Modern wasps are scary enough armed with their stingers. But imagine how prehistoric insects must have felt upon seeing wasps not with a stinger, but an entire Venus flytrap on its body!   

The strange mixture isn’t a true mashup of animal and plant. The newly-discovered species only looks like a wasp with a Venus flytrap attached. The specimen was preserved with near perfection in petrified tree sap known as amber.  

“(It’s a) Cretaceous weirdo,” paleontologist Phil Barden told CNN. 

A team of scientists from China and Denmark found over a dozen of the wasps trapped in 99 million-year-old amber in northern Myanmar. At first, the team did not understand what it was seeing. It mistook the creatures’ strange bodies for cracks in the stone. But a look at other specimens confirmed that the jawlike body was a feature of the species, not a fluke.   

“Sometimes the lower flap, as we call it, is open, and sometimes it’s closed,” Lars Vilhelmsen told CNN. He was a co-author of the wasp study published in the journal BMC Biology. “It was clearly a movable structure and something that was used to grasp something.”

Venus flytraps digest what they catch. But the research team believes the ancient wasp had a different use for its feature. The team thinks the wasp used the trap to hold insects steady while eggs were laid in their bodies. Then they’d be let go to serve as a meal for the wasp’s young.  

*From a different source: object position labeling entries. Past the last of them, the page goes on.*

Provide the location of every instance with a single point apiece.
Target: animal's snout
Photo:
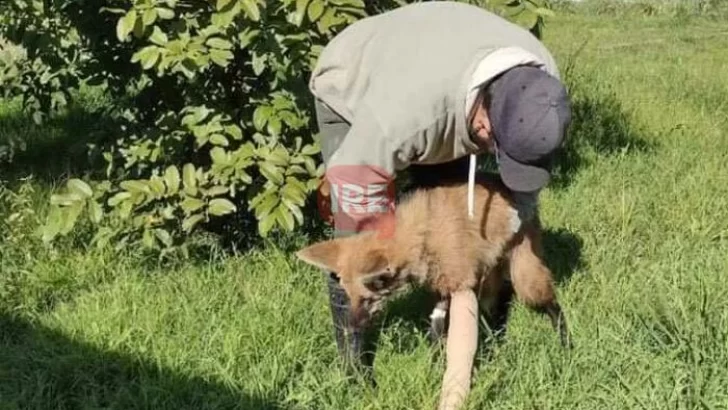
(359, 316)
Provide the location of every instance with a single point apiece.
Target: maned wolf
(432, 241)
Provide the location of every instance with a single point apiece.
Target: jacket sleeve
(361, 174)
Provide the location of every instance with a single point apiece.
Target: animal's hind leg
(438, 320)
(533, 281)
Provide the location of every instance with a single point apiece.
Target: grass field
(637, 235)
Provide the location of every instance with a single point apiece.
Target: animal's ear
(324, 255)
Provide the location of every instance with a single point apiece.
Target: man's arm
(361, 177)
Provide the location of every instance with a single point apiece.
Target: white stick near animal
(436, 243)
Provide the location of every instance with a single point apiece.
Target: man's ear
(324, 255)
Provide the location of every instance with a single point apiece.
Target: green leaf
(216, 190)
(295, 210)
(148, 239)
(219, 156)
(95, 211)
(163, 236)
(189, 179)
(219, 139)
(125, 25)
(157, 186)
(171, 177)
(222, 3)
(147, 55)
(219, 43)
(285, 218)
(52, 226)
(258, 63)
(267, 205)
(135, 187)
(119, 198)
(149, 17)
(221, 206)
(294, 193)
(247, 36)
(158, 37)
(278, 156)
(315, 10)
(70, 217)
(234, 131)
(271, 172)
(189, 223)
(165, 13)
(65, 199)
(221, 57)
(251, 9)
(310, 149)
(190, 205)
(261, 115)
(79, 187)
(265, 225)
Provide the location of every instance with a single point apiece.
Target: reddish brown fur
(436, 244)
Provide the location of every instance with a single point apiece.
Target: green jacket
(405, 80)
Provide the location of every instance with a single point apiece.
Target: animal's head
(365, 268)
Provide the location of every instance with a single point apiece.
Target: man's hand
(526, 207)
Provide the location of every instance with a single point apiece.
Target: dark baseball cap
(529, 112)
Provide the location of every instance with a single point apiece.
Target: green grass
(637, 235)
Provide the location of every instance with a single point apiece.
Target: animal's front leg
(462, 344)
(438, 320)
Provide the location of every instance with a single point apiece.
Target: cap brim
(521, 177)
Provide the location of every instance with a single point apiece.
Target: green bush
(211, 108)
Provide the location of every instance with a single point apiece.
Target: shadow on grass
(42, 369)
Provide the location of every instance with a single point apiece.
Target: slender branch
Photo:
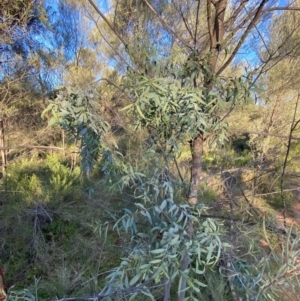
(209, 23)
(293, 126)
(266, 134)
(109, 44)
(197, 23)
(33, 147)
(107, 22)
(281, 8)
(244, 36)
(178, 169)
(165, 25)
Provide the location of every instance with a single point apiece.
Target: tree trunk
(196, 169)
(3, 157)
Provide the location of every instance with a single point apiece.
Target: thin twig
(293, 126)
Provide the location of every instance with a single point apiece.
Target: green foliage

“This is something unique,” Vilhelmsen said. “It’s a 10 out of 10.”  

Reflect: If you could discover a new creature that combines parts of different animals or plants, what would it look like and how would it survive?

Photo of prehistoric ‘Venus Flytrap’ wasp from Wu, Qiong et al., BMC Biology, 2025.

Question
How does the final sentence of the story serve the story? (Common Core RI.5.5; RI.6.5)
a. It emphasizes the scientific significance of the discovery.
b. It adds humor to lighten the mood after a serious discussion.
c. It highlights the personal excitement and amazement of the researcher.
d. It provides a detailed explanation of the wasp’s behavior.